• bu soğuk sarışınlardan en soğuğu the birds ve marnie'de patlamış tippi hedrendir herhalde. moda dünyasından ithaldir tippi, new york'ta pek fashionable bir mankenken hitchcockun yeni ve en son sarışını olup batı kıyısına transfer olmuştur. şimdilerde hayvan hakları için çalışıp, afrika'daki fildişi avcılarını cezalandırmanın 55 yöntemi isimli kitaplar yazıyor çiziyor*.
  • uzak, soğuk havanın yarattığı ulaşılmaz, esrarengiz, muamma sarışınlardır hitchcock sarışınları...
    hitchcock yaşasa çevirecegi filmde nicole kidman'ın da bu sarışınlar kafilesine katılması çok küçük bir olasılık olmasa gerek.
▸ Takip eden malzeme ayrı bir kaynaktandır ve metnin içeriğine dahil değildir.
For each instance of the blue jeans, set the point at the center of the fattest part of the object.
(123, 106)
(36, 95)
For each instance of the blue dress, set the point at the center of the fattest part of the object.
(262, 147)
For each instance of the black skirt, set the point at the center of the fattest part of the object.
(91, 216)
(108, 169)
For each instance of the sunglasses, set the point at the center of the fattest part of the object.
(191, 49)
  • unlu yonetmenin* aksi yonde ifadesi olmasina ragmen marilyn monroe'nun da icinde yer aldigi kadinlar grubudur. niagara'yi izleyenler, bu kadinin sadece aptal (zaten hic degildir) ve seks kokan sarisin degil, ayni zamanda inanilmaz entrikaci, guclu ve soguk, erkekleri parmaginda oynatabilen bir kadin oldugunu gorurler; ki bu da yonetmenin istedigi kadin tipidir. kadin dedigin guzel, guclu, soguk gorunen, ama alev alev yanan ve yakan, zeki bir kadin olmalidir.
  • soğuk bakışlı hatunlardır. grace kelly canlandırdığı karakterlerle ve güzelliğiyle bu tabuyu yıkmaya çalışsada tippi hedren bu kategoriye en iyi örnektir.tippi hedren bazen öyle korkunç bakar ki kuşların davranışlarını anlamakta zorluk çekmezsiniz.
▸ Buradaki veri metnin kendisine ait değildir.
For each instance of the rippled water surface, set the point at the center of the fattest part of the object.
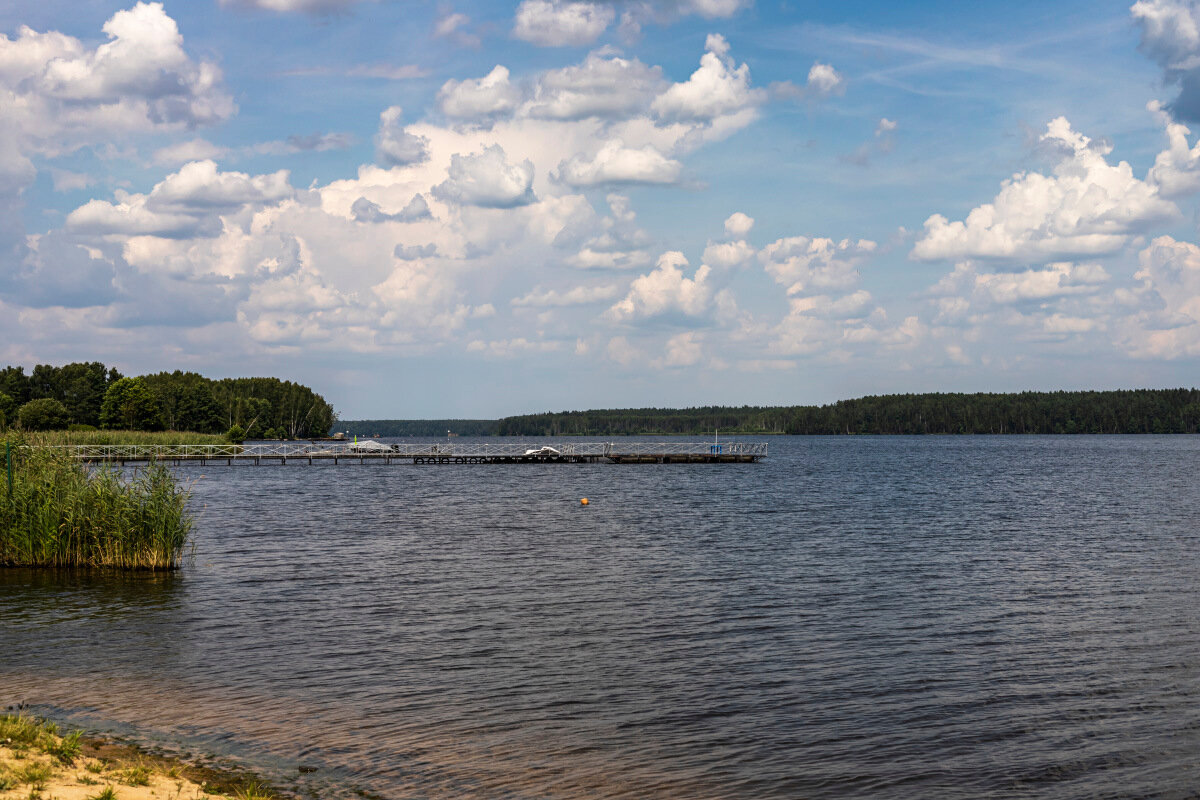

  • huseyin rahmi gurpinar'in kitaplarindan birinin basligi, hitchcock sarisinini anlatiyor olabilir: namuslu kokotlar. (rahibe pornosu gibi? hic degil, alakasi yok. belki belki, murebbiye.)
  • gerebilir.
  • benim için sadece grace kellydir.
    genel manada bakıldığında ise hitchcock sarışını demek, çoğunlukla cary grant veya james stewart 'ın yiyeceği demektir.
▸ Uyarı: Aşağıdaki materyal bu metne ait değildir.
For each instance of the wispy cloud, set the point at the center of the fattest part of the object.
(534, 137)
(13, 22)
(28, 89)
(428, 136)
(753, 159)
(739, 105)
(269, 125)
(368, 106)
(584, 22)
  • filminde karısının ayar verdiği hatunlar
  • hitchcock sarışının bir üst kategorisinde aslında hitcock kadını vardır. kimliksizdir. nereye çekersen oraya gelir. filmlerde çoğunlukla da erkek karakterin etkisinde, o ne isterse onun istediği kadın olmaya hazır ve de nazırdır. yeter ki erkeği memnun olsun elinde kalsındır. örneğin 1941 yılında çekilen vertigo filminde kadının birebir böyle sahnelenmesi beni düşündürtmüştür. geçen 74 sene içerisinde benim bizzat tanık olduğuma göre kadın karakteri gerçek hayatta da çok değişmemiştir. sanırım bu saykoluk xx kromozomlarının yanyayana gelmesinden oluşan ruhani bir hastalıktır. bir erkeğin isteğine göre karakterini şekillendirmek, onun "istediği" sorun çıkarmayan kadına bürünmek. sonra kaybetmemek için ne olursan olsun gel işte bana fikri. tamam yani ya bu deveyi güdersin ya bu diyardan gidersin onu anladık da, bir de gurur diye bir şey var. hadi o yoksa anne babanıza yazık, sizi böyle gurursuz bir karakter olarak veyahut bir erkek size böyle davransın diye yetiştirmemiştir eminim ki. yani en azından böyle anlarda kendinize olan saygınızı geçtim ( o yok anladım onu), size değer veren insanlara olan saygınızı hatırlamanızı rica edeceğim. minimum 1941 yılından beri nedir bu böyle. bir silkelenin, 2 x kromozonun bir araya gelerek size bunu yapmasına izin vermeyin.